4. Empirical Evaluation and Benchmarks
Performance of OmniPersona models is systematically evaluated using OmniPBench, a benchmark spanning:
- 20 user concepts (10 people, 5 pets, 5 objects)
- Task protocols: understanding (recognition, VQA), generation (concept and attribute-conditioned), and editing (removal, attribute change, spatial/style transformations)
- Metrics:
- Understanding: balanced recall, VQA-BLEU, VQA-GPT, QA-BLEU, QA-GPT
- Generation: CLIP-I (identity), CLIP-T (text alignment), DINO perceptual similarity, Face-Simi (ArcFace)
- Personalized Attribute Reasoning Generation (PARG): GPT-4o holistic, CLIP-I
- Editing: SEMA-C (semantic consistency), QUAL-I (image quality), averaged for global editing score
Compared to prior unified personalization models (UniCTokens, Yo’Chameleon), OmniPersona demonstrates:
- +7.8 percentage points in recognition, +13.1 pp avg QA score
- Highest CLIP-I (0.791 vs. 0.750 for UniCTokens); face sim. 0.413 vs. 0.334
- PARG holistic score 0.613 vs. 0.359 (70.8% relative improvement)
- SOTA editing: Avg-edit 0.658 (exceeds GPT-4o+IP and Bagel+TP)
Ablations highlight that removing decoupling or knowledge replay substantially degrades performance and induces feature collapse (Zhong et al., 11 Jan 2026).
5. Comparison with Pedestrian Generation and Memory-based Personalization
OmniPersona models for multimodal assistant tasks are distinct in their explicit decomposition and unified end-to-end design. In parallel, the pedestrian generation “OmniPerson” framework (Ma et al., 2 Dec 2025) exemplifies unified personalization in data augmentation for person re-ID:
- Employs a latent diffusion model backbone with multi-source conditions, including pose, background, text, and modality encoders.
- “Multi-Refer Fuser” module distills identity from arbitrary reference images using channel and self-attention.
- Achieves best-in-class identity consistency: e.g. Market-1501 ReID-Sim of 0.9577, outperforming AnimateAnyone (0.9131) and Pose2Id (0.9161).
- Synthetic data augmentation yields significant mAP/rank-1 improvements in downstream ReID tasks.

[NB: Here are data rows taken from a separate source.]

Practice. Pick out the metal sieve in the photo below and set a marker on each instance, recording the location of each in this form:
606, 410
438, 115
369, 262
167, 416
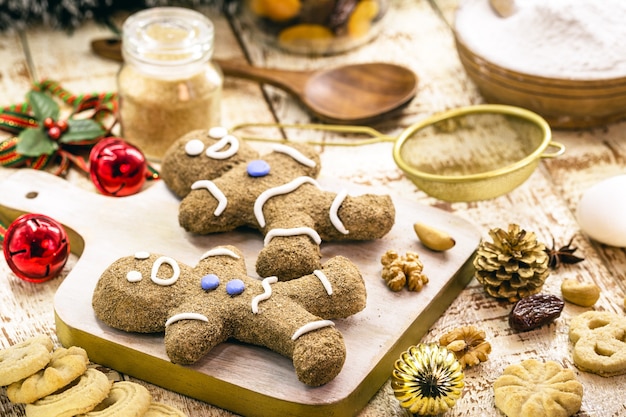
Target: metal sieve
466, 154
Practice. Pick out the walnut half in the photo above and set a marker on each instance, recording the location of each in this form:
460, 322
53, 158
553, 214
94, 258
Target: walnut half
400, 271
468, 344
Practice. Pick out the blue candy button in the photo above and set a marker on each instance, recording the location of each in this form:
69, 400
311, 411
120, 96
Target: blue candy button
235, 287
258, 168
209, 282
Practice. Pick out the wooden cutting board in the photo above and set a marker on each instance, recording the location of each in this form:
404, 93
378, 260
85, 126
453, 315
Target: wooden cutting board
247, 380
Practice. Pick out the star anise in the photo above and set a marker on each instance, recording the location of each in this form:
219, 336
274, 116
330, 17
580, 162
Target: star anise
562, 255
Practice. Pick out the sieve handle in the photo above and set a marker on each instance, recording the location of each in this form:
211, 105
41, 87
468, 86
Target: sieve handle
559, 150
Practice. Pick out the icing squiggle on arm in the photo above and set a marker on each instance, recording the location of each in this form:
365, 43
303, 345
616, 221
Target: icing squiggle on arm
267, 286
334, 207
295, 154
219, 252
324, 280
295, 231
224, 148
215, 192
272, 192
185, 316
155, 269
311, 326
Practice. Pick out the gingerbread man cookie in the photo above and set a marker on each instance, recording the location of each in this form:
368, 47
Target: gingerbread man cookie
225, 186
202, 306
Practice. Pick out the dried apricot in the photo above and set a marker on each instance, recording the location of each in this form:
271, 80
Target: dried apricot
360, 21
310, 36
276, 10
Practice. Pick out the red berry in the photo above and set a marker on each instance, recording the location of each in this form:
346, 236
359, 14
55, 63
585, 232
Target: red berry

In contrast, memory-based agents inspired by O-Mem (Wang et al., 17 Nov 2025) apply dynamic user profiling, hierarchical memory with parallel retrieval, and active attribute/event extraction to achieve long-horizon, contextually consistent personalization in language agents, delivering F1/accuracy improvements over prior frameworks and substantial efficiency gains.

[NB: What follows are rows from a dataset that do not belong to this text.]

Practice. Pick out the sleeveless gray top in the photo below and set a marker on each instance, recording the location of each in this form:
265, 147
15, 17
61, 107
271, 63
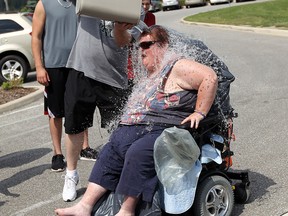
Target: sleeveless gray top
96, 54
59, 32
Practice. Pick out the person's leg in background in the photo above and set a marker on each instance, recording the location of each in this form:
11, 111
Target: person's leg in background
54, 108
80, 105
55, 125
87, 153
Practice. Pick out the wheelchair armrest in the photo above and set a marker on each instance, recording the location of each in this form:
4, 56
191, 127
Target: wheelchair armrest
206, 121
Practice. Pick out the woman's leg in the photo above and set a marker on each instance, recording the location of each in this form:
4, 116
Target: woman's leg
84, 208
138, 178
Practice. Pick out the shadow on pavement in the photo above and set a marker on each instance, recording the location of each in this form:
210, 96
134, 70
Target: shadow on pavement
259, 185
21, 177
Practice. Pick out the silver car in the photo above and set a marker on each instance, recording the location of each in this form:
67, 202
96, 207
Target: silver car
16, 58
189, 3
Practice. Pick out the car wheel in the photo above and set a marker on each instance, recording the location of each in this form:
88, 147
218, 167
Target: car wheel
214, 196
13, 67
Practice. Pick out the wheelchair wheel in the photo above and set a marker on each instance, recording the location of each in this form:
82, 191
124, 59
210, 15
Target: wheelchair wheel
214, 197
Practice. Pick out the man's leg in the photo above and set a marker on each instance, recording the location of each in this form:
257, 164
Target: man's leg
73, 143
55, 125
88, 153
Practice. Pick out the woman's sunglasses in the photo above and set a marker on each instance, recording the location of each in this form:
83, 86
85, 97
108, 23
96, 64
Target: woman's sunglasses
146, 44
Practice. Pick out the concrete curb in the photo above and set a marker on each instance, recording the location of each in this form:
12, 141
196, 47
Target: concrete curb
23, 100
267, 31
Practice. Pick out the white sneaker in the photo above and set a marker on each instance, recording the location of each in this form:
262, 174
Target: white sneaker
69, 189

6. Strengths, Limitations, and Future Directions
Advantages:
- Decoupling structurally ensures task-specific specialization, preventing cross-task interference.
- Explicit replay renders attribute knowledge interpretable and enforces semantic consistency in generation and editing.
- Unified pipelines facilitate cross-task reasoning, enabling seamless multimodal personalization.
Limitations:
- Editing diversity is currently limited—most training focuses on attribute removal, with limited generalization to style or complex compositional edits.
- In cluttered scenes, concept localization may degrade.
- There exists a trade-off between perfect identity preservation and instruction-following fidelity, particularly in editing.
Suggested directions:
- Auto-expanding dynamic vocabulary for concept representation.
- Finer-grained, per-layer routing of concept tokens.
- Enrichment of editing datasets to support broader manipulation types, including style transfer and compositional re-editing.
- Real-user studies to evaluate in-the-wild personalization effectiveness (Zhong et al., 11 Jan 2026).
7. Synthesis and Impact
OmniPersona frameworks advance the state of the art in unified personalization for LMMs by integrating structurally decoupled, interpretable concept representations, explicit attribute replay, and multi-task compatibility in a single, frozen-backbone architecture. The result is both improved empirical performance and a blueprint for future research in scalable, controllable, and robust multimodal personalization, with implications for AI assistants, image/video personalization, and adaptive user modeling across diverse AI systems (Zhong et al., 11 Jan 2026, Ma et al., 2 Dec 2025, Wang et al., 17 Nov 2025).